Should Laws Be Temporary? How We Can Reform America's Legal System
The Atlantic recently ran a piece by Philip Howard entitled It's Time to Clean House, in which Howard argues that it is time for some spring cleaning of the federal legal code. Howard suggests sunset provisions on all new laws and the creation of special commissions to go through the legal code and remove outdated laws.
The 2010 Federal Register was 81,405 pages long, filled with dry legal code on every page. Violating just one those mandates on any of those pages could end up landing you in prison for a very long time.
This creates a very perverse and fearful situation for American citizens. Attorney Harvey Silvergate recently authored the book Three Felonies a Day: How the Feds Target the Innocent, in which he claims the average person commits three felonies a day while not even realizing it. No human on this planet knows every rule and regulation put for by the federal state – and this fact should give you pause.
These days, even the most innocuous behavior can land you in prison for decades. Here are just a few examples of behavior that can land you in prison: shingling your own home, selling raw milk, feeding homeless people, dancing in public, and selling “Free Hugs” buttons. John Stossel covers a lot of these in his recent show entitled Illegal Everything; in which he displays what 80,000 pages of legal code actually looks like – and remember, that doesn’t include the millions of state and county laws.
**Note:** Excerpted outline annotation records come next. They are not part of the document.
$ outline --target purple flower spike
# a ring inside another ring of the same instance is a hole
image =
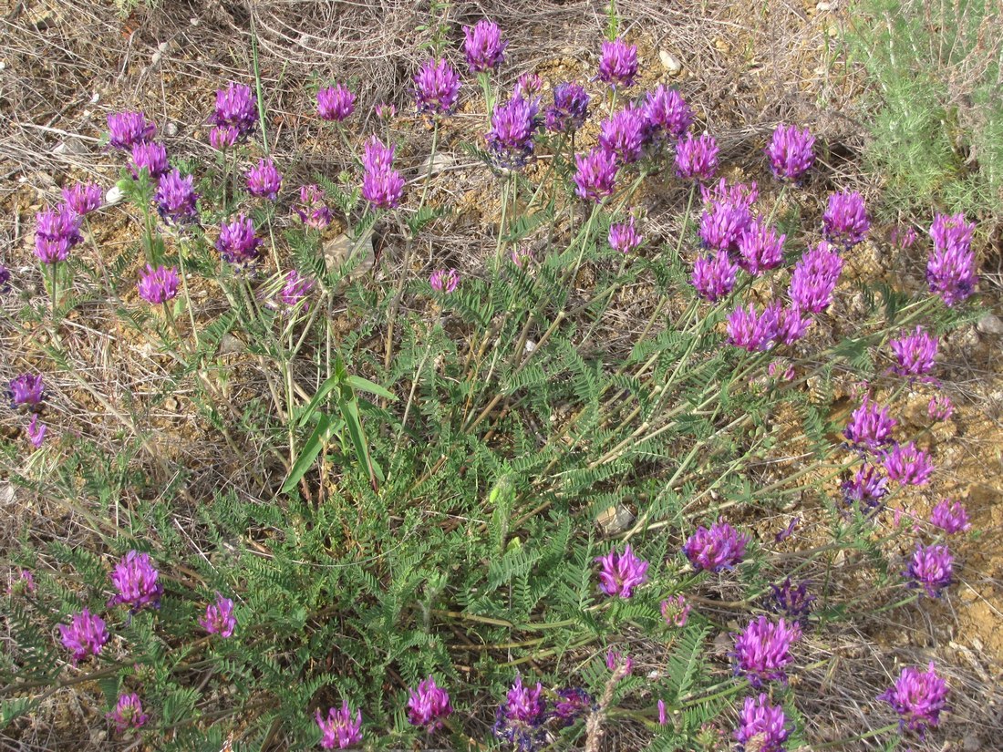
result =
[[[331,210],[324,203],[324,192],[319,185],[301,185],[300,203],[293,209],[308,228],[323,230],[333,219]]]
[[[239,138],[247,136],[258,124],[258,97],[251,87],[231,81],[217,91],[213,123],[236,128]]]
[[[968,512],[961,505],[961,501],[952,501],[949,498],[942,499],[930,512],[930,524],[940,527],[948,535],[972,528],[971,522],[968,521]]]
[[[610,248],[614,251],[628,254],[640,246],[644,238],[638,234],[634,227],[634,218],[631,217],[627,222],[617,222],[610,225],[610,235],[607,240],[610,243]]]
[[[174,267],[157,267],[153,269],[149,264],[146,271],[139,276],[139,297],[154,306],[166,303],[178,297],[178,285],[181,280],[178,278],[178,270]]]
[[[587,154],[575,154],[575,193],[597,204],[613,195],[617,179],[616,157],[596,146]]]
[[[248,170],[248,193],[269,201],[279,198],[282,190],[282,173],[271,159],[259,159],[258,166]]]
[[[843,259],[822,241],[805,253],[790,275],[790,300],[802,311],[821,313],[832,302]]]
[[[675,89],[667,89],[658,84],[644,99],[644,116],[653,137],[668,136],[678,140],[689,130],[693,122],[693,112],[686,100]]]
[[[749,536],[739,533],[720,517],[710,528],[700,525],[686,539],[683,553],[697,572],[731,570],[741,563]]]
[[[459,93],[459,73],[444,59],[426,60],[414,75],[418,112],[450,114]]]
[[[494,107],[491,129],[484,137],[496,167],[519,169],[533,156],[533,135],[539,125],[537,102],[517,97]]]
[[[232,637],[237,629],[237,619],[234,617],[234,602],[216,594],[216,603],[206,607],[206,615],[199,620],[199,625],[210,635]]]
[[[452,713],[449,695],[444,689],[435,686],[435,680],[429,676],[423,682],[418,682],[417,689],[408,689],[407,722],[412,726],[420,726],[429,734],[445,725],[445,718]]]
[[[115,724],[115,733],[118,734],[126,729],[141,728],[149,720],[149,716],[142,712],[139,696],[134,692],[128,695],[119,695],[115,709],[110,713],[105,713],[104,717]]]
[[[471,28],[463,27],[463,52],[471,73],[497,70],[505,62],[505,48],[509,42],[501,39],[501,30],[492,21],[481,18]]]
[[[916,550],[904,573],[912,581],[911,588],[922,586],[930,598],[939,598],[941,591],[951,585],[954,556],[944,543],[924,546],[917,541]]]
[[[261,238],[255,235],[254,223],[244,215],[239,215],[229,225],[223,223],[220,226],[216,250],[228,264],[245,266],[258,260],[261,242]]]
[[[797,182],[814,164],[814,136],[796,125],[777,125],[766,147],[770,169],[781,180]]]
[[[353,719],[347,700],[341,704],[341,709],[330,708],[326,720],[318,710],[316,719],[322,734],[320,746],[324,749],[334,749],[336,746],[338,749],[346,749],[362,741],[362,711],[355,711]]]
[[[63,201],[66,202],[66,206],[81,217],[100,209],[103,198],[101,186],[96,182],[86,184],[78,182],[63,189]]]
[[[903,730],[918,731],[922,736],[927,728],[937,728],[940,724],[941,711],[947,709],[948,694],[947,682],[937,676],[931,661],[927,671],[922,673],[912,666],[903,669],[895,684],[878,699],[895,708]]]
[[[589,94],[577,83],[559,83],[554,87],[554,104],[547,108],[547,129],[552,133],[570,133],[585,124],[589,116]]]
[[[114,112],[108,115],[108,145],[132,148],[153,137],[156,126],[142,112]]]
[[[785,684],[784,669],[794,660],[790,647],[800,637],[797,624],[787,624],[783,619],[770,622],[766,617],[753,620],[735,639],[735,673],[745,676],[756,688],[770,681]]]
[[[738,236],[738,266],[754,277],[776,269],[783,261],[783,242],[787,236],[777,236],[776,230],[759,217],[749,222]]]
[[[697,295],[715,303],[734,289],[737,273],[738,266],[731,263],[728,254],[725,251],[718,251],[713,256],[700,258],[694,262],[690,282]]]
[[[828,207],[822,215],[825,239],[841,243],[845,248],[864,240],[871,228],[864,199],[858,193],[830,194]]]
[[[897,361],[893,370],[900,376],[922,376],[933,370],[937,338],[927,334],[923,327],[916,327],[913,334],[892,340],[891,346]]]
[[[32,412],[37,411],[41,407],[42,400],[45,399],[45,385],[42,383],[42,375],[22,373],[11,379],[7,393],[10,395],[11,407],[26,407]]]
[[[132,146],[132,160],[129,162],[129,171],[132,176],[139,179],[139,174],[145,169],[152,179],[158,178],[166,172],[171,166],[168,164],[168,150],[162,143],[136,143]]]
[[[618,162],[630,164],[641,158],[648,136],[644,110],[628,105],[603,120],[599,127],[599,145],[616,154]]]
[[[885,452],[885,471],[903,485],[926,485],[934,466],[927,453],[910,441],[905,446],[896,443]]]
[[[603,42],[599,60],[599,80],[616,86],[633,86],[637,76],[637,47],[622,37]]]
[[[111,571],[111,585],[118,594],[108,601],[108,608],[126,604],[132,614],[146,606],[159,609],[163,585],[156,582],[158,578],[148,553],[130,550]]]
[[[765,694],[755,700],[746,697],[735,729],[737,752],[783,752],[790,735],[786,724],[783,708],[771,705]]]
[[[595,560],[602,565],[599,587],[607,596],[630,598],[635,588],[648,582],[648,562],[634,555],[630,543],[623,553],[612,550]]]
[[[428,284],[437,293],[445,293],[446,295],[454,293],[459,287],[459,272],[455,269],[439,269],[432,272],[431,277],[428,278]]]
[[[192,175],[182,177],[177,168],[160,175],[153,196],[160,219],[171,225],[187,225],[199,219],[194,180]]]
[[[76,614],[68,625],[59,625],[63,647],[72,651],[73,663],[87,656],[96,656],[108,642],[108,631],[104,620],[84,609]]]
[[[865,397],[854,410],[844,434],[847,440],[863,449],[878,449],[892,440],[892,430],[897,421],[888,414],[888,408]]]
[[[355,94],[340,83],[317,92],[317,114],[322,120],[341,122],[355,111]]]
[[[767,306],[761,314],[751,303],[739,306],[728,314],[728,342],[750,353],[769,350],[776,344],[777,315],[775,306]]]
[[[965,222],[965,215],[937,215],[930,228],[934,250],[927,262],[927,283],[930,292],[954,306],[975,291],[979,278],[975,274],[975,254],[972,234],[975,223]]]
[[[717,141],[703,133],[687,133],[676,144],[676,174],[684,179],[712,180],[717,173]]]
I personally don’t see special commissions or sunset rules changing anything. The only way a serious reformation can take place is if people collectively decide that the role of government should be fundamentally different than it is today.
Originally the federal state was created to do a very limited number of specific tasks, as codified under Article 1 Section 8 of the Constitution, which lists 18 specific things the federal government is supposed to manage, while the Tenth Amendment remanded all other regulation to the states. Clearly the federal state has gone well beyond the original tasks it was supposed to be limited to, regardless of what the Supreme Court has to say on the matter. (On average, the Supreme Court only strikes down 3 out of every 5000 laws passed – obviously they cannot be relied upon to defend the Constitution).
If you want real reform, then the solution is not going line-by-line through millions of regulations, but rather dissolving the federal state entirely. The individual states were supposed to be places of innovation and competition, with each state competing to have the best regulations between themselves. When the federal state seizes control of individual state powers, it removes all competition from the equation. Why can’t people who love Obamacare enact that law in a state where most people support it, while allowing other states the freedom not to adopt it? Why not let individual states decide what laws are best for themselves? State legislatures are much easier to control by the public than federal bureaucracies. Just about anyone can run for a state congressional seat, but good luck trying to win a federal election – that’s something that only well connected people can pull off.
Additionally, it’s obviously much easier for people to move from state to state than it is from country to country. A few treaties between the states could unify their defenses and maintain a smooth flow of commerce between themselves; an entire federal bureaucracy is not necessary to accomplish this.
The federal government has grown way too big for its britches. It engages in endless wars, endless cronyism, endless bailouts, endless money printing, and endless rulemaking that has destroyed a once vibrant and free society. It is an entirely unnecessary and redundant institution given that individual states have their own legislatures and national guards.
The time has come for legal competition. The time has come for an end to all the unjust wars that have savaged our society’s economy. The time has come to end the now unnecessary federal state.